Pork Chops: Deception

Editor’s Note: When it comes to cultural taboos, there are always those who find a way around them. This is certainly the case with pork and the Jewish community in the United States. Due to social pressure, shame or even humiliation, many are forced to deceive those they love, possibly sneaking in that strip of bacon in Vegas or lying about that ham for dinner in Spain. In this collection of three super short stories, pork and deception go hand in hand as Jewish protagonists ingest pork despite the religious directives against doing so.

Don’t Ask, Don’t Tell
Jay
Los Angeles, CA

My wife keeps kosher and I do not. We were at a company picnic one day, sitting at a table with a friend who is Jewish and his wife who is not. Neither of them kept kosher.

So I went to get food at the buffet. They had ribs. Knowing that my wife would get upset if I ate pork ribs in front of her, I asked, “are the ribs beef or pork?” Pork was the answer, so I loaded up on other food at the buffet. I returned to the table where much to my astonishment the wife was chowing down on the ribs! We never said a word about it.

Say It Isn’t So
Brenda Spigelman Ajzenkopf
Montreal, Quebec

When my son entered Talmud Torah at the age of seven, he was asked to bring his lunch to school and to join the other children who ate in the school cafeteria. Of course, the lunch needed to be kosher, which is something our family was not. On a particular evening, we had a lovely meal of breaded pork chops, one of which I gave to my son for lunch the following day. He always came home from school recounting what he had learned. This day they had discussed the eating habits of the Jewish people and that we are not allowed to ingest pork. He was a smart little boy and reminded me that he had eaten pork for lunch. My husband and I told him to say it was veal, which he did, and today at the age of thirty-nine, my son still recalls our anxiety over this. He did not wish to take pork in the form of veal to school after that. He never did it again.

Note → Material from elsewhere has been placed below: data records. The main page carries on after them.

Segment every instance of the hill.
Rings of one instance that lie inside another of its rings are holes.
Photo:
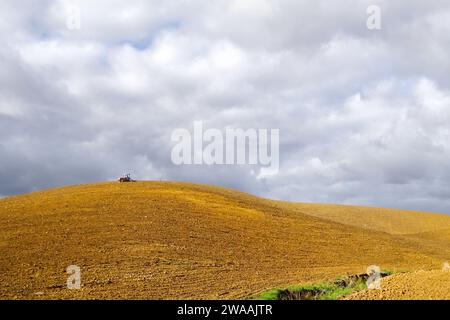
[[[436,269],[450,256],[450,216],[335,208],[174,182],[2,199],[0,297],[248,298],[373,264]],[[81,268],[80,290],[66,288],[69,265]]]

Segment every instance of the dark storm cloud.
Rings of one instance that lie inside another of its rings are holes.
[[[450,212],[450,5],[378,1],[370,31],[370,4],[2,2],[0,195],[131,172]],[[279,128],[279,174],[173,165],[195,120]]]

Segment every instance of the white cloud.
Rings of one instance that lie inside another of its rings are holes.
[[[1,2],[1,194],[178,179],[290,200],[450,212],[450,5]],[[81,29],[66,27],[78,6]],[[170,134],[279,128],[281,169],[175,167]]]

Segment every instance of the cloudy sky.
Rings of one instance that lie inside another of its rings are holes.
[[[0,16],[1,196],[130,172],[450,213],[447,0],[0,0]],[[174,165],[171,133],[195,120],[280,129],[279,174]]]

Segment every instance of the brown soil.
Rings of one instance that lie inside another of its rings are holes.
[[[364,213],[379,209],[360,210],[365,223]],[[168,182],[6,198],[0,200],[0,298],[248,298],[362,273],[374,264],[436,269],[450,256],[450,216],[403,211],[412,216],[404,232],[391,232],[318,211]],[[69,265],[81,268],[80,290],[66,288]]]
[[[348,300],[450,300],[450,271],[416,271],[381,279],[379,290],[363,290]]]

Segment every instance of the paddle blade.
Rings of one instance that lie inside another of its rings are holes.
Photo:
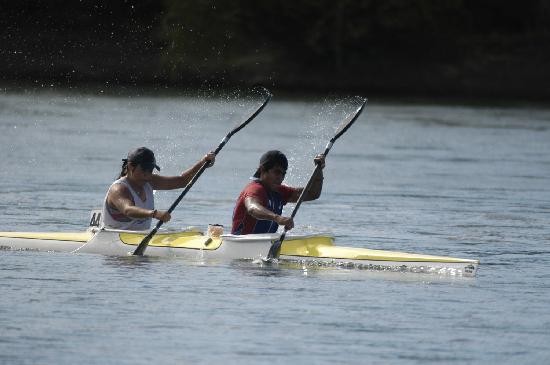
[[[332,142],[336,141],[338,138],[340,138],[342,134],[346,133],[346,131],[353,125],[353,123],[355,123],[357,118],[359,118],[361,112],[363,112],[363,109],[367,104],[367,98],[356,96],[355,99],[359,103],[359,106],[342,122],[342,124],[340,124],[340,127],[336,131],[336,134],[331,139]]]
[[[149,244],[149,241],[151,241],[151,238],[153,238],[155,233],[157,233],[157,231],[158,231],[159,227],[162,225],[162,223],[163,223],[162,221],[158,221],[155,228],[153,228],[153,230],[151,232],[149,232],[149,234],[147,236],[143,237],[143,239],[139,243],[138,247],[134,251],[134,253],[133,253],[134,255],[143,256],[143,253],[145,252],[145,249],[147,248],[147,245]]]
[[[281,254],[281,246],[283,245],[283,241],[281,239],[278,239],[277,241],[273,242],[271,244],[271,247],[269,248],[269,252],[267,253],[267,259],[278,259],[279,255]]]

My Mother, the Reader-Feeder
Melvin Harold Rosenberg
Los Angeles, CA

My mother read Parents Magazine, and that’s probably where she learned that bacon is good for you. This was in 1932 or so. So even though she only shopped for meat at a kosher shop, she fed my sister and me bacon. But when she did, she would race back and forth to the living-room to keep an eye out for her mother, my Bubbe. My rich Uncle Sam had bought Bubbe a chauffeur-driven limo, so you never knew when she’d turn up. If she did my mother would fan away the treyf aroma like an insane windmill. My Bubbe was such a loving and wonderful human being, though, that if she detected the sinning, she turned the other nostril.